Selain itu, diskusi tersebut juga menyoroti hal yang dianggap lebih pokok ketimbang narasi kontraproduktif seperti komunistophobia dalam wacana kebangsaan Indonesia.

Dewa semisal menyebut dalam draft RUU HIP mengandung hal substansial yang harus diwaspadai, seperti potensi tafsir tunggal Pancasila oleh penguasa serta pelemahan pelembagaan yang menggawangi Pancasila itu sendiri.

“Ada banyak pasal krusial sebenarnya, seperti yang menguraikan definisi Manusia Pancasila dan Masyarakat Pancasila, kita khawatir keterbatasan teks di UU ini nantinya justru bisa dipergunakan secara otoriter. Tafsir tunggal atas Pancasila seperti itu juga bisa sangat mereduksi spiritnya sebagai Falsafah Dasar bernegara bangsa. Bisa jadi riset ilmiah tentang Pancasila ke depan justru akan menjadikan UU ini sebagai sumber primer yang mengurai definisi, sementara risalah utama dari para penggalinya seperti Bung Karno justru dilupakan,”kata Dewa.

Ia menambahkan, pasal yang menyebut Presiden adalah pemilik kekuasaan tertinggi dalam pembinaan ideologi Pancasila, serta salah satu tugas lembaga leading sectornya untuk mengevaluasi seluruh regulasi yang bertentangan dengan Pancasila tapi hanya sebatas berwenang memberikan laporan pada Presiden, rasanya perlu ditinjau ulang kalau tak ingin menjadikanya sia-sia.

Sementara Saddam menyoroti ruang kosong yang belum dimanfaatkan oleh unsur progresif untuk memberikan masukan daftar inventarisasi masalah yang bisa memajukan kualitas RUU HIP agar tidak menjadi blunder bagi langkah mewujudkan cita-cita mulia kemerdekaan Republik Indonesia.

“Pasal 7 yang diributkan karena memunculkan kembali frasa ekasila dan trisila memang tidak tepat karena secara konstitusional yang disepakati adalah Pancasila, tapi RUU ini juga memiliki urgensi yang tinggi karena ada gejala amnesia kebangsaan yang harus diwaspadai bersama.

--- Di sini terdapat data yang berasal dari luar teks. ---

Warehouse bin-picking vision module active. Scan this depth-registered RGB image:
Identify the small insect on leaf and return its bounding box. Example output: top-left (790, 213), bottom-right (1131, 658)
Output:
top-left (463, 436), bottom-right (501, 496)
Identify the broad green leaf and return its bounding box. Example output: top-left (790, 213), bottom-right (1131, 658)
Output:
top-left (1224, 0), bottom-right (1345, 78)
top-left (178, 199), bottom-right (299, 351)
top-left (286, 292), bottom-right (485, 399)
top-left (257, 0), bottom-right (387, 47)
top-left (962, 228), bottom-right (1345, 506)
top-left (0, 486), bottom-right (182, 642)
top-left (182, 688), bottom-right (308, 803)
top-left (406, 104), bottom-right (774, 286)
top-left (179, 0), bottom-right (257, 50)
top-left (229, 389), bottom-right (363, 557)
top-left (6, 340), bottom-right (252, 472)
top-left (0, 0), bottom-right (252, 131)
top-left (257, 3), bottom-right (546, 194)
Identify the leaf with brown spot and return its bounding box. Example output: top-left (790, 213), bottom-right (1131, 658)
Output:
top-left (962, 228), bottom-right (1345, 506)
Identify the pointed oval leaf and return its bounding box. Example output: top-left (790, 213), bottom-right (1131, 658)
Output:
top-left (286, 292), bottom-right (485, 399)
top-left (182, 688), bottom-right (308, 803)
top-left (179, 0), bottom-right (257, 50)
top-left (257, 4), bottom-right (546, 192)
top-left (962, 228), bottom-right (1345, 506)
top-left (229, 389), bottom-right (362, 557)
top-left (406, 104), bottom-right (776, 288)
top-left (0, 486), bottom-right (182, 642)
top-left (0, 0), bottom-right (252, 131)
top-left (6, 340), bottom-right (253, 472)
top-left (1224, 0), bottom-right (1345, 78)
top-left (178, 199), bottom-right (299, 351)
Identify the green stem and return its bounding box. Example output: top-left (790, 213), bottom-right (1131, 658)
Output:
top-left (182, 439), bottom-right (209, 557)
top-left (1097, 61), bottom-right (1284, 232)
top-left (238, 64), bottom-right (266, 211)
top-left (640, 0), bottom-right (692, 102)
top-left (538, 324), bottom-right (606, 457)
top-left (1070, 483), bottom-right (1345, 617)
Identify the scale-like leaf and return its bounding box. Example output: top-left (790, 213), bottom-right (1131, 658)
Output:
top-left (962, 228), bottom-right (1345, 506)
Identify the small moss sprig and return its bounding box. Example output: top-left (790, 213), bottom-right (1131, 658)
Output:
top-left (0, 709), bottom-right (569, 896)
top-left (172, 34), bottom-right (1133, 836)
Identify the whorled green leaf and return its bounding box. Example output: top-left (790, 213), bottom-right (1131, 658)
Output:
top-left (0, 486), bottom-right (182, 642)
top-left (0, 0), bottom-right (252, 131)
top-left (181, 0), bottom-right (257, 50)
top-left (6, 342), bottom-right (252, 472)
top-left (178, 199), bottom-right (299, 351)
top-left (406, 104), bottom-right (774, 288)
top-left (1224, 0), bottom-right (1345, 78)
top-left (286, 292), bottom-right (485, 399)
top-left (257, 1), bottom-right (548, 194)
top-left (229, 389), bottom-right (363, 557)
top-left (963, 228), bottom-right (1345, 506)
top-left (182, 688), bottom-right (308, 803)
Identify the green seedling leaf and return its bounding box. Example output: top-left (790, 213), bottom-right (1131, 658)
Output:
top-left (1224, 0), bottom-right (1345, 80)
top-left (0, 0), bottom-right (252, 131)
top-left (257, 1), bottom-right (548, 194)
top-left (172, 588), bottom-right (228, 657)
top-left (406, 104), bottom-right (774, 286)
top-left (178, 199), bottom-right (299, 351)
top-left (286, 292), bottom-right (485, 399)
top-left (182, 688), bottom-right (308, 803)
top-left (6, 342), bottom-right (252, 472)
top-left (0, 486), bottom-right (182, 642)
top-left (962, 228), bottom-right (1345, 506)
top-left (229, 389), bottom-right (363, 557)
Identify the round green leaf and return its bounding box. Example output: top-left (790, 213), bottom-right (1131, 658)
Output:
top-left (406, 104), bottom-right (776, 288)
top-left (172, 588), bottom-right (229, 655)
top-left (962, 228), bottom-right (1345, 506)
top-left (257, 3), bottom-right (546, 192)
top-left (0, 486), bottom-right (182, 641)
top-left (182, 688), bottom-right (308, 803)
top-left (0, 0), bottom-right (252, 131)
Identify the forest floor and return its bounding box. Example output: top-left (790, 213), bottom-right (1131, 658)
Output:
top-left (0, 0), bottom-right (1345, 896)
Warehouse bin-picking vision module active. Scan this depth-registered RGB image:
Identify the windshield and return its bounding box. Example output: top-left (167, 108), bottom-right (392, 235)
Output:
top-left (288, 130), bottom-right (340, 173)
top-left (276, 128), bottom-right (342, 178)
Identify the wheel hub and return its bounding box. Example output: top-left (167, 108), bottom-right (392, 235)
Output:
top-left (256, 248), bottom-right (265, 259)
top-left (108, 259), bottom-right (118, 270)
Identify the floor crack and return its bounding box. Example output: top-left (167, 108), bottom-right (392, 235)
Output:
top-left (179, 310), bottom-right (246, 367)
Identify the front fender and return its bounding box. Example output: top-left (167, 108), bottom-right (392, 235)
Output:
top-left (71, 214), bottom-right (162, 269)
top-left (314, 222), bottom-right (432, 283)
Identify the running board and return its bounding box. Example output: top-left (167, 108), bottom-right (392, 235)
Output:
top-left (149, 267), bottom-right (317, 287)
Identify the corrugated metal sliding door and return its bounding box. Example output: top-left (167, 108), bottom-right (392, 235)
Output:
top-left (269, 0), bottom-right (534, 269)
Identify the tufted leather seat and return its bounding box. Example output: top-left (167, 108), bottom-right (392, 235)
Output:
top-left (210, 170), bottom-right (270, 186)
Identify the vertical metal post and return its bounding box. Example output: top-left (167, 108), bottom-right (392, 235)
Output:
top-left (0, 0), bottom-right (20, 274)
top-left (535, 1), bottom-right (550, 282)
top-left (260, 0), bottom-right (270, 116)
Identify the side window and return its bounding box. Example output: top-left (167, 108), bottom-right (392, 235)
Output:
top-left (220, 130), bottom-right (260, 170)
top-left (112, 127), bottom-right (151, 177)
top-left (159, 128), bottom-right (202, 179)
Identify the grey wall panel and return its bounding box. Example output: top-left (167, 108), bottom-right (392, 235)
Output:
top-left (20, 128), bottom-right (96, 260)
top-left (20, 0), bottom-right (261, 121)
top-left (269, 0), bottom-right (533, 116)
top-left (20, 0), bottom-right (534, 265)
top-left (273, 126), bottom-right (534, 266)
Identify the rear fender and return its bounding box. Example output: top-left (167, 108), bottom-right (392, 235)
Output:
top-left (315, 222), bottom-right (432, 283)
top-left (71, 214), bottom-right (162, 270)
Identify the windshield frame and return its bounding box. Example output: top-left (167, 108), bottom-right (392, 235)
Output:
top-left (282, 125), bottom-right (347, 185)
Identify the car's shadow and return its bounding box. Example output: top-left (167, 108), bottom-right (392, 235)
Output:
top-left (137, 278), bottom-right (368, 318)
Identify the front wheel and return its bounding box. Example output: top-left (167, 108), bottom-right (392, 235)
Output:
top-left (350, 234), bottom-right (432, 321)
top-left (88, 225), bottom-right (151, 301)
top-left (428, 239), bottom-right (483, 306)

Survey-survey yang muncul dalam dua dekade pasca reformasi dengan terang menunjukan betapa Pancasila sebagai pandangan hidup kian meluntur, baik dalam keseharian warga dan penyelenggara negara, maupun dari kebijakan dan regulasi yang terus terbit dengan mengabaikan kemaslahatan bersama,” ucap Saddam.

Penolakan atas RUU ini kiranya tidaklah bijak, polemik yang muncul belakangan ini semestinya justru diperkaya lagi oleh pandangan dari spektrum masyarakat yang lebih luas, agar tidak menyempit dan menyimpang dari substansi.

“Seperti diamanatkan UU Nomor 12 tahun 2011 disebutkan asas keterbukaan dalam pembentukan undang-undang, maka semestinya di fase ini unsur-unsur publik yang punya kejelian dan visi kebangsaan yang lebih substantif jangan berdiam diri. Mari kawal bersama,RUU ini agar bisa menjadi dasar bagi pelaksanaan pembinaan ideologi Pancasila yang tepat guna,” pungkasnya.